Au fil du temps, les personnages des Burlesques sont abandonnés, les paysages deviennent intérieurs, les formes s’effacent au profit des couleurs, le geste est franc, les résonances subtiles. Le noir arrive par touches, par aplats, pour envahir totalement le fond de la toile dès le milieu des années 1970. « Je suis passé très tôt au noir. Aucune autre couleur est autant chargée de sens. Il peut évoquer la pauvreté comme le faste. Tout peut se dire avec lui. » Le noir de Capdeville évoque surtout la robe éternellement noire de sa mère. Un vêtement qu’aujourd’hui encore il conserve précieusement pour vérifier les nuances du noir de ses toiles. Une mère avec laquelle il n’a jamais parlé de sa peinture.

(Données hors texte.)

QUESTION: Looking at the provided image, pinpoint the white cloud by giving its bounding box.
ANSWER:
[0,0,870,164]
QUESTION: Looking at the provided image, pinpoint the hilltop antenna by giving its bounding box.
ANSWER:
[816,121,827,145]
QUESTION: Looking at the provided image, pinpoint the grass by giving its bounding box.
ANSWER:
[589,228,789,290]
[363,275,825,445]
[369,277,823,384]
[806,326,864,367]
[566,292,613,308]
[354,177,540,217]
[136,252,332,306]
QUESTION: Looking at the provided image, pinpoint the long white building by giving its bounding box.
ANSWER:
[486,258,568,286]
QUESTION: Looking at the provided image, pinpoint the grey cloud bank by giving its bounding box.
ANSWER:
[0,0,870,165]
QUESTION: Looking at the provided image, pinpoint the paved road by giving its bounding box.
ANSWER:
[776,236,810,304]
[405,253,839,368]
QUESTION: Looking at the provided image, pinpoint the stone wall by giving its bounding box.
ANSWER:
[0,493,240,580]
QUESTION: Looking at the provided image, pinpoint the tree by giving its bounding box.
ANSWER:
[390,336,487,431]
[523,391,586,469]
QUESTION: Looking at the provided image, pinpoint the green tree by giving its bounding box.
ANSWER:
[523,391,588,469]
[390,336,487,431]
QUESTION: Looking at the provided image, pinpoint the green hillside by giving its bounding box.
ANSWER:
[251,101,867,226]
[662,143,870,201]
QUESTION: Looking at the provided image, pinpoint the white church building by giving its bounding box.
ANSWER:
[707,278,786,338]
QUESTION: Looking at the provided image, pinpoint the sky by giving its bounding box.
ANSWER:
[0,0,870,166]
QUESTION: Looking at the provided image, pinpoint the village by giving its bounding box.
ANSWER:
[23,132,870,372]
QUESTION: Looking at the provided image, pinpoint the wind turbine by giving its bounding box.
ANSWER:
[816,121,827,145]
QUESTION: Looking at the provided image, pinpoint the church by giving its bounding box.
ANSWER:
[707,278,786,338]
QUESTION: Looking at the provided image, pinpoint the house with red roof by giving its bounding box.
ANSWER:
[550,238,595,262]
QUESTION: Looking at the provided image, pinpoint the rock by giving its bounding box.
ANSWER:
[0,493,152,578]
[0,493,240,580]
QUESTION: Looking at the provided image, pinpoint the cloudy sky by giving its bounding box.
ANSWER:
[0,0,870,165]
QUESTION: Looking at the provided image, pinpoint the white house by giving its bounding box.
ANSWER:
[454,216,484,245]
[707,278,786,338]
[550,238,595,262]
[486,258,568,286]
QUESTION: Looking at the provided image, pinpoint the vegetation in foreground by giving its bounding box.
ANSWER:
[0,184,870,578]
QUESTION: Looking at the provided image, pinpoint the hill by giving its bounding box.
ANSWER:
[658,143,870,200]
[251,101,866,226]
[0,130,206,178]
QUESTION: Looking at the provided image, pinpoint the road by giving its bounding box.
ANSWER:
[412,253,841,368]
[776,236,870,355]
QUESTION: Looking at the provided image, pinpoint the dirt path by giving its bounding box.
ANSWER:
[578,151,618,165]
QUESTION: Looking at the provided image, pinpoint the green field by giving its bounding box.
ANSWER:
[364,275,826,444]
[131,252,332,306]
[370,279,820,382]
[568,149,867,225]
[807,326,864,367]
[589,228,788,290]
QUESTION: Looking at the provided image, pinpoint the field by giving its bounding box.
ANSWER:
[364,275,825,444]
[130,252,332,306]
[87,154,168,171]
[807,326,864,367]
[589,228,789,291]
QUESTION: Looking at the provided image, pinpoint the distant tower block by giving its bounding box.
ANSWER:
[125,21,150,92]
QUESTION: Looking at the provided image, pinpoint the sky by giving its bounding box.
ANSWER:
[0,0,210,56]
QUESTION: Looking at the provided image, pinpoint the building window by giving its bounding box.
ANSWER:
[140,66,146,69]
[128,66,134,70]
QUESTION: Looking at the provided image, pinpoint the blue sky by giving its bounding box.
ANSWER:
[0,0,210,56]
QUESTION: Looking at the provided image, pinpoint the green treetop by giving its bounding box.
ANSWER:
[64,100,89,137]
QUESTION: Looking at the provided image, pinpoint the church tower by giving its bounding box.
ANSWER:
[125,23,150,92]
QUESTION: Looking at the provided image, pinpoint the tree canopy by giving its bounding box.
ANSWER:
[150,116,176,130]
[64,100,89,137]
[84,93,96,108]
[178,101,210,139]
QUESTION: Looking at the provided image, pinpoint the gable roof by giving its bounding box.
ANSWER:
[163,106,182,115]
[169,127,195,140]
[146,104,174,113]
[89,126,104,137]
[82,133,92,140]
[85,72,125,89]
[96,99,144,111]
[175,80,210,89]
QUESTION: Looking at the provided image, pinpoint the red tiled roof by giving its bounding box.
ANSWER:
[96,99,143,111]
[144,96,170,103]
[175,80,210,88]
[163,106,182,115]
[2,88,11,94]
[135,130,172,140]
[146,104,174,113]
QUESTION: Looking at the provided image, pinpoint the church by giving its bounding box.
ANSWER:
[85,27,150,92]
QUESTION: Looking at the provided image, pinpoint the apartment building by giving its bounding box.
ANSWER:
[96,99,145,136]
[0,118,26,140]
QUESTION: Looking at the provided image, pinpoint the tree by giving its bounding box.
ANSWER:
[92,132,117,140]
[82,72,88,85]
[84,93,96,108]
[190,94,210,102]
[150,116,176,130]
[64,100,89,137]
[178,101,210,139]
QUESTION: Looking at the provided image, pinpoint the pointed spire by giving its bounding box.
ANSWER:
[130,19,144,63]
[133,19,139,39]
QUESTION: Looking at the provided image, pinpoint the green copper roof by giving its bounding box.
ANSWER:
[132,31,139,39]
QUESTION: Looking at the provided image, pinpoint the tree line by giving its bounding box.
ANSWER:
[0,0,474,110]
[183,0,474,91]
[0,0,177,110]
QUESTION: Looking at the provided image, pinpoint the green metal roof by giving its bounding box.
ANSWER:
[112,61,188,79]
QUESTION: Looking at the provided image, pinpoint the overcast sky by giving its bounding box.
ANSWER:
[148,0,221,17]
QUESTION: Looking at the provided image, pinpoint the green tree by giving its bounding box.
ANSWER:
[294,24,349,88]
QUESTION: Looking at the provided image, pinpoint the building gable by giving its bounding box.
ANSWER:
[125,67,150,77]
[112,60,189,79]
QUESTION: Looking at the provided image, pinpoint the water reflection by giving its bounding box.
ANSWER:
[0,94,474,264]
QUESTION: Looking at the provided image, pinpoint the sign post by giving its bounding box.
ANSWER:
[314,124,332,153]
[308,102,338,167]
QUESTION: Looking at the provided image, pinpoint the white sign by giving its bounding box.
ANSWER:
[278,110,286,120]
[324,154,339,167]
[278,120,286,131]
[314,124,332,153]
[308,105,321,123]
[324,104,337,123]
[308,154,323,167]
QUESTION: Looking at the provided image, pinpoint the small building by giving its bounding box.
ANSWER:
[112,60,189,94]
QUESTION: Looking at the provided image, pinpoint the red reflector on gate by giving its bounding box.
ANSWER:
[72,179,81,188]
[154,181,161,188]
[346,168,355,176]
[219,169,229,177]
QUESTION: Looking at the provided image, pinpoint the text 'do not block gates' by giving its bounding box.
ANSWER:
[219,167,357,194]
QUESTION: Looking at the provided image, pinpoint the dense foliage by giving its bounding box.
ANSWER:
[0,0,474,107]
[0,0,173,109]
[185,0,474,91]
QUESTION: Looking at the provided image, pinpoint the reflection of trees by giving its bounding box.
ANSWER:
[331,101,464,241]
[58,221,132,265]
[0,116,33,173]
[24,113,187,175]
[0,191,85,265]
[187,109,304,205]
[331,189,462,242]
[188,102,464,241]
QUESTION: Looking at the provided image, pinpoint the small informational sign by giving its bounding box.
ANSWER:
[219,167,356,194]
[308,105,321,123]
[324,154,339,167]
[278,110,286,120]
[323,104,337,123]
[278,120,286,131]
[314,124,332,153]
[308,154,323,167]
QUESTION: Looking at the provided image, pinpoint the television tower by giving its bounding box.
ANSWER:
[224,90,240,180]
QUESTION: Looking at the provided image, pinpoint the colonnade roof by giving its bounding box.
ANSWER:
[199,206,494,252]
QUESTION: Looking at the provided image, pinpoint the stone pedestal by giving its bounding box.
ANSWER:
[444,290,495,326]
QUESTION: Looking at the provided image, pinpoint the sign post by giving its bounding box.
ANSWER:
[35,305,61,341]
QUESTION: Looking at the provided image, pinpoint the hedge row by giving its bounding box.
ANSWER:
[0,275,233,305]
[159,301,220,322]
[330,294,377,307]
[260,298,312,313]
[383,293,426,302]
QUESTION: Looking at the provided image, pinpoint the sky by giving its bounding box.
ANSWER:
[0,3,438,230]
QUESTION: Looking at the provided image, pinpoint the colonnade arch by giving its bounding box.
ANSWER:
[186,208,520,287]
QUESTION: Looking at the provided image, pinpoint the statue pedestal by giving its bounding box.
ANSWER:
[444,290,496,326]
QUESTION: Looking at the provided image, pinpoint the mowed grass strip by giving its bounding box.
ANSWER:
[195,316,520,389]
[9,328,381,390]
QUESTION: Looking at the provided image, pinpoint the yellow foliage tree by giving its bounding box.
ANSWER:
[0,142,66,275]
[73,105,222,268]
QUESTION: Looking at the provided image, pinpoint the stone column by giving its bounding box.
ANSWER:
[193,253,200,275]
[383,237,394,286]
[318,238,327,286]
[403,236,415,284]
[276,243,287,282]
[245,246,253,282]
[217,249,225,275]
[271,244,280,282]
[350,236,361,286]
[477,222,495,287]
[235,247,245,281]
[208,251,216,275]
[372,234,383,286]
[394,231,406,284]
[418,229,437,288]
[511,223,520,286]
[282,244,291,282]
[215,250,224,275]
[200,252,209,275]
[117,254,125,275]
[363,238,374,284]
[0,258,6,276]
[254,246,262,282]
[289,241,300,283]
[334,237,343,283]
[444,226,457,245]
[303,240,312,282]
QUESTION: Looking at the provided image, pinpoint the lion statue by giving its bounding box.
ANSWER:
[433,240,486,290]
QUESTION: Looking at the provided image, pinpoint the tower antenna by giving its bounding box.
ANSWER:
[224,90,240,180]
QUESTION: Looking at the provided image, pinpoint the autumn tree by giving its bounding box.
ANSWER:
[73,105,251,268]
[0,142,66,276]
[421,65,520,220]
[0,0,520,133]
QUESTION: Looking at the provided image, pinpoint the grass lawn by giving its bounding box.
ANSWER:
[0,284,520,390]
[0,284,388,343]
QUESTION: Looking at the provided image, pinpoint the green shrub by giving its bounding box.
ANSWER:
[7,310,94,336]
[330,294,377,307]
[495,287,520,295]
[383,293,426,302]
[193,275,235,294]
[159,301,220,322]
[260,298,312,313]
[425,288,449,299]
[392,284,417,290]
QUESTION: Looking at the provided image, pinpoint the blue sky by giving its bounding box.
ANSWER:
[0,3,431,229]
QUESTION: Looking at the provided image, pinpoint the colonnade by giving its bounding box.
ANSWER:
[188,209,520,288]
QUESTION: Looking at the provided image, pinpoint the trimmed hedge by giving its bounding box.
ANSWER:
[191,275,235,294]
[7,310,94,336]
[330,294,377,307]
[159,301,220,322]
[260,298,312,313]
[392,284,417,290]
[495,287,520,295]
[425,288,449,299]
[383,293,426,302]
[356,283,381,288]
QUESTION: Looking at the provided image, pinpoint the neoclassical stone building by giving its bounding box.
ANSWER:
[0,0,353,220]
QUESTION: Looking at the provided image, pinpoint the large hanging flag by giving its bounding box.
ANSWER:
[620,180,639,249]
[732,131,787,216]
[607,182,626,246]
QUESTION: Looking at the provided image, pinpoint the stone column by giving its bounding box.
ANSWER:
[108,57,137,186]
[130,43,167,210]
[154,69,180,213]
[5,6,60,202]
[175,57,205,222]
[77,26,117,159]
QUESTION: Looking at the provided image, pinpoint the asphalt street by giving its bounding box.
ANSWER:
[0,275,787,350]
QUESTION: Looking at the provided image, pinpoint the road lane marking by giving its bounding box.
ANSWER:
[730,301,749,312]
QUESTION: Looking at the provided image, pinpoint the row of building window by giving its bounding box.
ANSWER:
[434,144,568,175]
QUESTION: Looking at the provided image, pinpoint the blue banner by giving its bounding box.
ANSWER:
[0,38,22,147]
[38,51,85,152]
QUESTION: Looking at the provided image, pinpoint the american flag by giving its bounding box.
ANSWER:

Jour après jour dans le silence de l’atelier, le peintre explore, se cherche. « Tous les peintres font de même. Parfois, ils se camouflent, ils se gonflent, mais ils se cherchent. Celui qui veut imiter Pierre ou Paul, c’est son affaire mais à ce moment-là il n’est pas en contact avec quelque chose qui l’intéresse. A part, peut-être, l’aspect matériel. » Cette recherche, Jean Capdeville la mène seul dans « une vie solitaire mais pas cachée », comme il aime le préciser. C’est au deuxième étage de la maison qu’il peint inlassablement la toile posée à même le sol. « Je peins à terre ou sur un petit tréteau » et « parfois je danse quand l’affaire est heureuse », plaisante-t-il. Pourtant dans l’atelier aucune source de musique, juste le chant des oiseaux et celui du parquet qui craque. « J’ai la chance de travailler dans un lieu silencieux. Si l’endroit était habité, quelque chose changerait sur le terrain formel de la peinture. Quoi ? Je ne sais pas, mais l’énergie qui jaillit de quelqu’un de seul et dont l’attention n’est pas accaparée par autre chose ne sera pas de la même espèce que celle qui jaillit de quelqu’un de dispersé ! »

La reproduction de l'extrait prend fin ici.